Beginning one month after the promulgation of this Resolution, the rule shall be strictly
enforced that no motion for extension of time to file a motion for reconsideration may be
filed with the Metropolitan or Municipal Trial Courts, the Regional Trial Courts, and the
Intermediate Appellate Court. Such a motion may be filed only in cases pending with the
Supreme Court as the court of last resort, which may in its sound discretion either grant or
deny the extension requested. (at p. 212)

Lacsamana v. Second Special Cases Division of the intermediate Appellate Court, [G.R. No.
73146-53, August 26, 1986, 143 SCRA 643], reiterated the rule and went further to restate
and clarify the modes and periods of appeal.

Bacaya v.

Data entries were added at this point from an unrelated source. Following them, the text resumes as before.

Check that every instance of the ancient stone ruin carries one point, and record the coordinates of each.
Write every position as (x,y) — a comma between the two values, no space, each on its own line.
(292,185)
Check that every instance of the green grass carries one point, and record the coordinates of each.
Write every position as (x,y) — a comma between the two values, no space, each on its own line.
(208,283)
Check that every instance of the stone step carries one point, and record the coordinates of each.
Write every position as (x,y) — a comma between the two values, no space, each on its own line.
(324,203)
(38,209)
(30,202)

Intermediate Appellate Court, [G.R. No. 74824, Sept. 15, 1986,144 SCRA
161],stressed the prospective application of said rule, and explained the operation of the
grace period, to wit:

In other words, there is a one-month grace period from the promulgation on May 30, 1986
of the Court's Resolution in the clarificatory Habaluyas case, or up to June 30, 1986, within
which the rule barring extensions of time to file motions for new trial or reconsideration is,
as yet, not strictly enforceable.

Since petitioners herein filed their motion for extension on February 27, 1986, it is still
within the grace period, which expired on June 30, 1986, and may still be allowed.

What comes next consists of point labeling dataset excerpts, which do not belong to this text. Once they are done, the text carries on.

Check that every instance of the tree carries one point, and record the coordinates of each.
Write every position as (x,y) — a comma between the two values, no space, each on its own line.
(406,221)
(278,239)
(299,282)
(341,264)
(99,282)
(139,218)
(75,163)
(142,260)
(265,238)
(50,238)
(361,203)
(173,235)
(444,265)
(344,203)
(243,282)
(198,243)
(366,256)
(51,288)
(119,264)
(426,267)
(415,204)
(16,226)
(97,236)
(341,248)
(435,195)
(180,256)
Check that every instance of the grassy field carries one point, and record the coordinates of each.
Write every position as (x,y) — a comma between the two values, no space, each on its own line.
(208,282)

This grace period was also applied in Mission v. Intermediate Appellate Court [G.R. No.
73669, October 28, 1986, 145 SCRA 306].]

In the instant case, however, petitioners' motion for extension of time was filed on
September 9, 1987, more than a year after the expiration of the grace period on June 30,
1986. Hence, it is no longer within the coverage of the grace period. Considering the length
of time from the expiration of the grace period to the promulgation of the decision of the
Court of Appeals on August 25, 1987, petitioners cannot seek refuge in the ignorance of
their counsel regarding said rule for their failure to file a motion for reconsideration within
the reglementary period.

Petitioners contend that the rule enunciated in the Habaluyas case should not be made to
apply to the case at bar owing to the non-publication of the Habaluyas decision in the
Official Gazette as of the time the subject decision of the Court of Appeals was promulgated.
Contrary to petitioners' view, there is no law requiring the publication of Supreme Court
decisions in the Official Gazette before they can be binding and as a condition to their
becoming effective. It is the bounden duty of counsel as lawyer in active law practice to keep
abreast of decisions of the Supreme Court particularly where issues have been clarified,
consistently reiterated, and published in the advance reports of Supreme Court decisions
(G. R. s) and in such publications as the Supreme Court Reports Annotated (SCRA) and law
journals.

This Court likewise finds that the Court of Appeals committed no grave abuse of discretion
in affirming the trial court's decision holding petitioner liable under Article 2190 of the Civil
Code, which provides that "the proprietor of a building or structure is responsible for the
damage resulting from its total or partial collapse, if it should be due to the lack of necessary
repairs.

Nor was there error in rejecting petitioners argument that private respondents had the "last
clear chance" to avoid the accident if only they heeded the. warning to vacate the tailoring
shop and , therefore, petitioners prior negligence should be disregarded, since the doctrine
of "last clear chance," which has been applied to vehicular accidents, is inapplicable to this
case.

WHEREFORE, in view of the foregoing, the Court Resolved to DENY the instant petition for
lack of merit.

Fernan (Chairman), Gutierrez, Jr., Feliciano and Bidin, JJ., concur.